We have always played catch-up in our country. Where are the oil and gas centres of the world? They are in Stavanger in Norway, Aberdeen in Scotland and Houston in Texas. Southern WA has the opportunity to be the Southern Hemisphere oil and gas hub. The opportunities are enormous. Representatives from those countries want to help us. I have spoken to them. I know them. I was at an event the other day for Australian oil and gas when the Norwegian ambassador in Canberra opened the Kongsberg big new facility.

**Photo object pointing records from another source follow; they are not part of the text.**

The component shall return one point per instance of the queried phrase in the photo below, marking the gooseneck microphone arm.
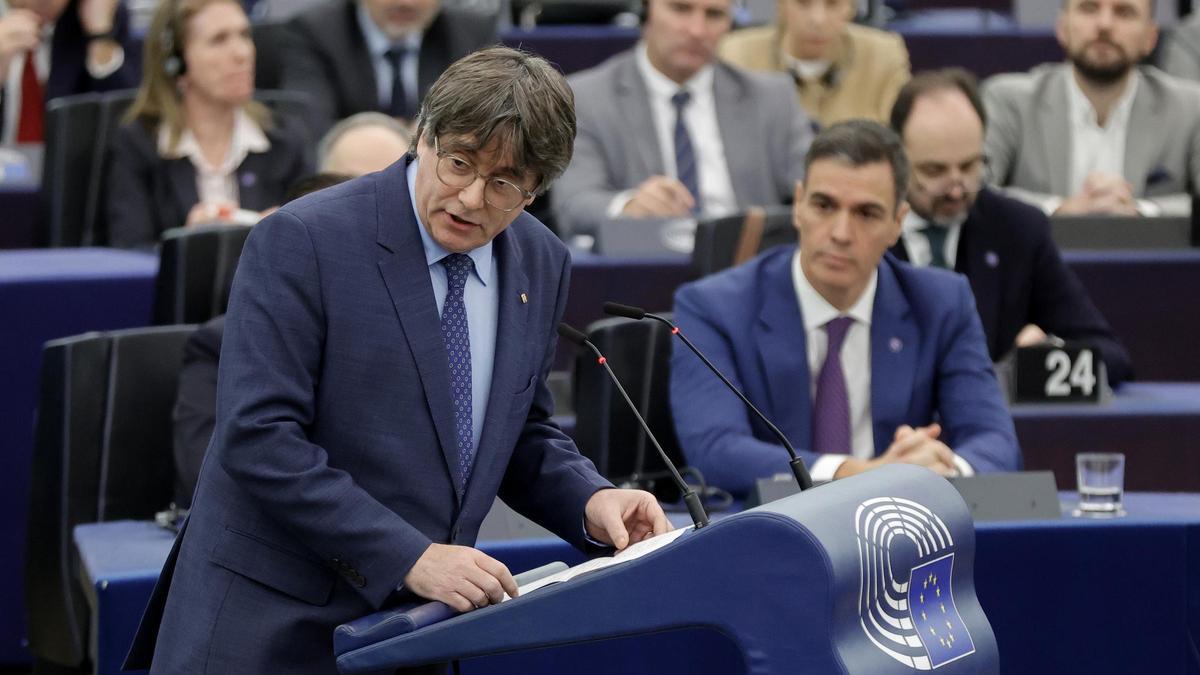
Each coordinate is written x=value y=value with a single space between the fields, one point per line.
x=699 y=517
x=798 y=470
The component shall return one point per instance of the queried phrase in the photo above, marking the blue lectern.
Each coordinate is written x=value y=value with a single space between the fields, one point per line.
x=869 y=574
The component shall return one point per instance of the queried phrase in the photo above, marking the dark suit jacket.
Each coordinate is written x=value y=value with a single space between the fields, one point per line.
x=147 y=193
x=333 y=465
x=195 y=411
x=327 y=57
x=928 y=363
x=69 y=59
x=1018 y=278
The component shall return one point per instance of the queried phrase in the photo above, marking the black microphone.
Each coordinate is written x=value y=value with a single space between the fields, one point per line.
x=798 y=470
x=699 y=517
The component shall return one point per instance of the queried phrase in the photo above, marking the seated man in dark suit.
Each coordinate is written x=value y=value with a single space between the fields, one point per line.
x=666 y=130
x=357 y=55
x=383 y=378
x=1021 y=286
x=52 y=48
x=859 y=359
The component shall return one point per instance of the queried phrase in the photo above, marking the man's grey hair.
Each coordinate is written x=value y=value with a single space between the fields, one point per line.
x=355 y=121
x=859 y=143
x=509 y=97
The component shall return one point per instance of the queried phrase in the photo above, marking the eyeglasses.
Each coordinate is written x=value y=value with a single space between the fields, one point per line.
x=498 y=192
x=939 y=180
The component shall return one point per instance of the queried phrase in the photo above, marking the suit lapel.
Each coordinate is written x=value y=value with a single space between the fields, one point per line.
x=733 y=108
x=1055 y=131
x=407 y=276
x=635 y=107
x=979 y=261
x=894 y=351
x=510 y=359
x=783 y=353
x=1143 y=136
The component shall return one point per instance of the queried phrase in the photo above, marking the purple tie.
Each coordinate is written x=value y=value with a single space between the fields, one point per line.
x=831 y=422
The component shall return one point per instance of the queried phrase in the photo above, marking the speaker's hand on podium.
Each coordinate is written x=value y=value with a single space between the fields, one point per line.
x=461 y=577
x=623 y=517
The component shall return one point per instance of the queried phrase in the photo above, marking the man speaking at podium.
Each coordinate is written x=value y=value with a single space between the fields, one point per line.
x=382 y=380
x=859 y=359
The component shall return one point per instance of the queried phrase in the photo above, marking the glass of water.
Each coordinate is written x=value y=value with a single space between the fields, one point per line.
x=1101 y=479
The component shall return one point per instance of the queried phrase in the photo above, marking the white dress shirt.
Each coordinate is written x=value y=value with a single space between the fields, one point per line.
x=856 y=366
x=700 y=117
x=916 y=244
x=1095 y=148
x=217 y=183
x=378 y=43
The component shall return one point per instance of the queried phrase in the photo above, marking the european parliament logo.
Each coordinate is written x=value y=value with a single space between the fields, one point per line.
x=906 y=599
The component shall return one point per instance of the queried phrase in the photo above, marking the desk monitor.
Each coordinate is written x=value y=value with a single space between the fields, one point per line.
x=642 y=238
x=1121 y=232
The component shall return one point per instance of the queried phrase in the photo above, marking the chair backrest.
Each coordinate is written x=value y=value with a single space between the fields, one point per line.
x=606 y=432
x=102 y=451
x=77 y=132
x=196 y=268
x=731 y=240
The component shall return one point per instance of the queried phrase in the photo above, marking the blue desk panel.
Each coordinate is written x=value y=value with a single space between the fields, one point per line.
x=46 y=294
x=1062 y=596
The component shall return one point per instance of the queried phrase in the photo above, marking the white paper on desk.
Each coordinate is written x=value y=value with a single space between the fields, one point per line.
x=631 y=553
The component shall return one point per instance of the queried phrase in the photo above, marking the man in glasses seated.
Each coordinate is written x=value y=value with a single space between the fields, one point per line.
x=1023 y=288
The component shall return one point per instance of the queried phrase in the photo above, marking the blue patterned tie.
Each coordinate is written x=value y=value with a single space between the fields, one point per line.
x=457 y=339
x=831 y=422
x=685 y=155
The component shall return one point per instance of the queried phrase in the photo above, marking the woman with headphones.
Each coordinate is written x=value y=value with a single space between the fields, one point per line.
x=196 y=148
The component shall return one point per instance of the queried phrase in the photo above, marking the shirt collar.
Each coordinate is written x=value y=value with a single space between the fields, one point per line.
x=817 y=311
x=663 y=87
x=1083 y=112
x=247 y=137
x=377 y=40
x=433 y=251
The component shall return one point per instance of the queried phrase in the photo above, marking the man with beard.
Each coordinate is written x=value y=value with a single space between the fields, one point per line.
x=1023 y=288
x=1099 y=133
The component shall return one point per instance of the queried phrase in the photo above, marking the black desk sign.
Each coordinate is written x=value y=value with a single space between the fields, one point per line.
x=1069 y=372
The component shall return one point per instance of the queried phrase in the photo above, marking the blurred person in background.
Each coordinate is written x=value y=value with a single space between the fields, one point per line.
x=52 y=48
x=841 y=70
x=195 y=147
x=363 y=143
x=357 y=55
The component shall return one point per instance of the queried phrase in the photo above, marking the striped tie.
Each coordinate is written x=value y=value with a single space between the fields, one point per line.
x=685 y=156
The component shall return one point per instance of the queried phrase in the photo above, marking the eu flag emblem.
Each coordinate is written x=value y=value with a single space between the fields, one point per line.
x=934 y=615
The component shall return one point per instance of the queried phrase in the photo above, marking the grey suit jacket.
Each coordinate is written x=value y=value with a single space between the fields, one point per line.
x=763 y=130
x=1029 y=136
x=327 y=58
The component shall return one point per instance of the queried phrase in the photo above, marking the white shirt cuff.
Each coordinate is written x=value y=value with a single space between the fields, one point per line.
x=100 y=71
x=964 y=466
x=823 y=470
x=1147 y=208
x=618 y=203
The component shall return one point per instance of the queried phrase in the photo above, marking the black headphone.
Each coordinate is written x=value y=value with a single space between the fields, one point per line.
x=173 y=65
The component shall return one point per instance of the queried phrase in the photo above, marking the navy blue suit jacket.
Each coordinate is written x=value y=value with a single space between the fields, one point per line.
x=331 y=466
x=928 y=363
x=1018 y=278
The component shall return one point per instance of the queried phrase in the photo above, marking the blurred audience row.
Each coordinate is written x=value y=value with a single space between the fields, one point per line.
x=694 y=120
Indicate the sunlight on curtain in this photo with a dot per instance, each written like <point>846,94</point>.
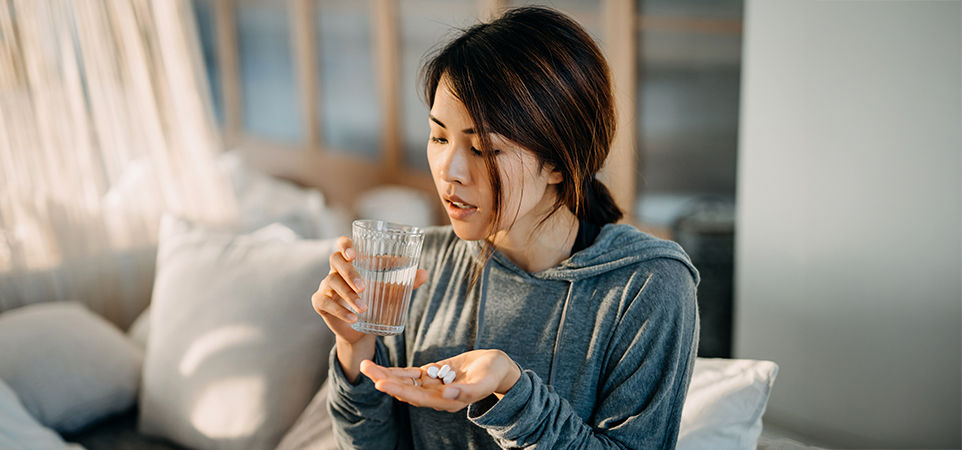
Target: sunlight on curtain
<point>105,123</point>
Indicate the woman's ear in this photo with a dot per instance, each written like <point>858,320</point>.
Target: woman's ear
<point>554,175</point>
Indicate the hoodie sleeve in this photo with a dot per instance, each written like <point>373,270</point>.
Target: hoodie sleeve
<point>362,416</point>
<point>642,387</point>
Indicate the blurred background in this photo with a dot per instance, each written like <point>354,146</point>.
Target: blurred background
<point>807,155</point>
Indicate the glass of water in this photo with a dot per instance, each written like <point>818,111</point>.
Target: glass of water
<point>387,257</point>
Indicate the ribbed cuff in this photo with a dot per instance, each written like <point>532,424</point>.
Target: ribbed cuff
<point>499,415</point>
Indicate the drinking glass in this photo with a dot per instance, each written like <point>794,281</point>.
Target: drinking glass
<point>387,257</point>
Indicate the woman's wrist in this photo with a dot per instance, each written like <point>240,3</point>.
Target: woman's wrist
<point>350,355</point>
<point>510,378</point>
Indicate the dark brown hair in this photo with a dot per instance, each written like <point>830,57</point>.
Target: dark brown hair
<point>537,78</point>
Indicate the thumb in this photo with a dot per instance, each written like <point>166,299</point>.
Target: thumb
<point>420,278</point>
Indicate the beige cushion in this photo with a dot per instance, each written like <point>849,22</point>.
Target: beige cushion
<point>68,366</point>
<point>234,349</point>
<point>725,403</point>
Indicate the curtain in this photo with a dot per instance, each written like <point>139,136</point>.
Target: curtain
<point>105,124</point>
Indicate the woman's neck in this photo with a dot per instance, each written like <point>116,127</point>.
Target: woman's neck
<point>535,248</point>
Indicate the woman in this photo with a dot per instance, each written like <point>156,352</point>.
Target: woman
<point>563,328</point>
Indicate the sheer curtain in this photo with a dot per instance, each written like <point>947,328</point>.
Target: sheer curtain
<point>105,123</point>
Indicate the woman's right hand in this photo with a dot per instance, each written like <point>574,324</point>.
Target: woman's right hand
<point>337,299</point>
<point>337,302</point>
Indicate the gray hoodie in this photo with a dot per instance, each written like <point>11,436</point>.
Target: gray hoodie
<point>606,342</point>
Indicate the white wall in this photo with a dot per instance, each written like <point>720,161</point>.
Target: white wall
<point>849,244</point>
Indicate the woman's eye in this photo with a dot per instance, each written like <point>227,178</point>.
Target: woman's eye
<point>478,152</point>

The simple fact of the matter is that we have a completely new industry burgeoning, and that is floating liquefied natural gas—FLNG. We could be the first in the world, but that opportunity is going to slip through our fingers. The big FLNG companies—Shell, Prelude and others—will not be supplied from WA; they are going to be supplied from elsewhere, if we cannot get our act together. I appeal to my colleagues. Surely we can work together. Surely we can get through.

I will not address the nonsense of the MUA reaction when Martin Ferguson made his comments because it is beneath the dignity of this chamber to do so. My final appeal is this. There is an opportunity here. It is slipping through our fingers. It is an opportunity to be lost.